Schwarz liefert im dritten Teil ihres Buches die einzige umfassende deutschsprachige Untersuchung zur Frente Nacionalista Patria y Libertad : “Vaterland und Freiheit”. Diese Organisation entstand 1970, unmittelbar nach dem Wahlsieg des Sozialisten Allende. Anfangs formulierte “Vaterland und Freiheit” einige gesellschaftspolitische Ziele, die aber bald gegenüber einem militanten Antisozialismus in den Hintergrund traten. Ihr Zweck war der Sturz Allendes. Sie wurde zum Ferment einer gesellschaftlichen Polarisierung, die den Putsch ermöglichte. So klein “Vaterland und Freiheit” war, so nachhaltig beeinflußte die Gruppe die Politik mit einer Mischung aus „zugespitzter Rhetorik und skrupelloser Gewaltbereitschaft“.

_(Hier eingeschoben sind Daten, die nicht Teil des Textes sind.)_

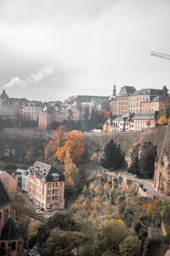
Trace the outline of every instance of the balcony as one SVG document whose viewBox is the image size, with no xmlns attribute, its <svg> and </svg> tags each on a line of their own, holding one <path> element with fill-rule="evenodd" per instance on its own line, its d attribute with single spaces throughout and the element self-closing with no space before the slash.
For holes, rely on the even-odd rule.
<svg viewBox="0 0 170 256">
<path fill-rule="evenodd" d="M 29 247 L 24 245 L 24 252 L 22 252 L 21 254 L 19 254 L 19 255 L 20 255 L 21 256 L 27 256 L 27 255 L 29 255 Z"/>
</svg>

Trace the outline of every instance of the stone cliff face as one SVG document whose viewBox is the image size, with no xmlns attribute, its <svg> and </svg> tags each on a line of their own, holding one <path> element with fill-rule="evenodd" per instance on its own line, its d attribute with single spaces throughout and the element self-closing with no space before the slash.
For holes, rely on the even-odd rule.
<svg viewBox="0 0 170 256">
<path fill-rule="evenodd" d="M 154 187 L 170 196 L 170 123 L 167 126 L 160 156 L 155 163 Z"/>
<path fill-rule="evenodd" d="M 150 141 L 144 143 L 140 140 L 128 150 L 125 157 L 125 162 L 128 167 L 130 167 L 135 157 L 137 157 L 140 159 L 141 154 L 151 144 Z"/>
<path fill-rule="evenodd" d="M 84 135 L 84 141 L 88 148 L 86 159 L 94 163 L 100 162 L 105 144 L 113 139 L 120 144 L 126 155 L 128 166 L 135 156 L 140 157 L 144 149 L 138 142 L 150 141 L 157 151 L 155 162 L 154 187 L 165 195 L 170 195 L 170 123 L 168 126 L 145 129 L 141 132 L 107 132 Z M 170 163 L 170 164 L 169 164 Z"/>
</svg>

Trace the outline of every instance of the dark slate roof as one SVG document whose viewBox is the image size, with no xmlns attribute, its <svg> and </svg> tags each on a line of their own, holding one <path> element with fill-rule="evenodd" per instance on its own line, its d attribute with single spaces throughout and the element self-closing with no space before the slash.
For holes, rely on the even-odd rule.
<svg viewBox="0 0 170 256">
<path fill-rule="evenodd" d="M 129 96 L 136 90 L 133 86 L 124 86 L 121 88 L 118 96 Z"/>
<path fill-rule="evenodd" d="M 141 102 L 152 102 L 152 101 L 165 101 L 165 96 L 154 96 L 149 95 L 145 99 Z"/>
<path fill-rule="evenodd" d="M 163 95 L 167 95 L 168 90 L 160 90 L 157 89 L 142 89 L 137 93 L 137 95 L 144 95 L 149 94 L 150 95 L 160 95 L 163 96 Z"/>
<path fill-rule="evenodd" d="M 43 178 L 46 182 L 53 181 L 53 175 L 55 173 L 59 176 L 59 181 L 64 181 L 65 176 L 60 171 L 55 169 L 51 164 L 43 163 L 40 161 L 36 161 L 29 169 L 31 175 L 35 174 L 37 177 Z"/>
<path fill-rule="evenodd" d="M 10 204 L 12 200 L 0 178 L 0 209 Z"/>
<path fill-rule="evenodd" d="M 18 239 L 22 236 L 22 234 L 17 229 L 10 216 L 2 229 L 0 239 L 13 240 Z"/>
<path fill-rule="evenodd" d="M 90 102 L 93 99 L 101 100 L 109 98 L 108 96 L 96 96 L 95 95 L 75 95 L 74 97 L 75 97 L 76 100 L 78 100 L 82 102 Z M 70 97 L 68 97 L 64 101 L 70 100 Z"/>
<path fill-rule="evenodd" d="M 137 116 L 158 116 L 159 114 L 159 112 L 157 110 L 155 111 L 141 111 L 135 114 L 134 118 L 135 118 Z"/>
<path fill-rule="evenodd" d="M 167 92 L 168 90 L 168 89 L 166 88 L 166 86 L 165 85 L 163 85 L 163 86 L 162 87 L 162 89 L 161 90 L 166 90 L 167 91 Z"/>
<path fill-rule="evenodd" d="M 28 100 L 25 98 L 23 98 L 22 99 L 17 99 L 15 98 L 8 98 L 3 102 L 3 104 L 8 104 L 8 102 L 11 105 L 13 104 L 13 103 L 15 101 L 18 101 L 19 103 L 19 105 L 26 105 L 26 103 L 28 102 Z M 24 104 L 23 104 L 24 103 Z"/>
<path fill-rule="evenodd" d="M 2 92 L 0 95 L 0 99 L 9 99 L 6 93 L 5 90 L 3 90 Z"/>
</svg>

Die Organisation verübte hunderte von Sabotageakten und zahlreiche Attentate. Sie verbündete sich mit einem Teil des Offizierskorps und war an dem mißglückten Putschversuch im Juni 1973 beteiligt. AO und MNS waren ihrer politischen Programmatik treu geblieben und gescheitert; “Vaterland und Freiheit” verstand sich als Mittel zum Zweck, als Partei des Putsches, und erreichte ihr Ziel. Als Pinochet sich an die Macht geputscht hatte, ließ er die Rhetorik von “Vaterland und Freiheit” zu und übernahm – vom Folterer bis zum Regierungssprecher – einige ihrer Mitglieder, setzte aber politisch nicht auf die Ständestaatideen seiner Wegbereiter, sondern auf die Modernisierer vom Schlage der Monetaristen.

Jürgen Müller: Nationalsozialismus in Lateinamerika – Die Auslandsorganisation der NSDAP in Argentinien, Brasilien, Chile und Mexiko, 1931-1945, Reihe Histoamericana Bd. 3, Akademischer Verlag, Stuttgart 1997. 564 Seiten.

Simone Schwarz: Chile im Schatten faschistischer Bewegungen – Der Einfluß europäischer und chilenischer Strömungen in den 30er und 70er Jahren, Verlag für akademische Schriften, Frankfurt am Main 1997. 135 Seiten.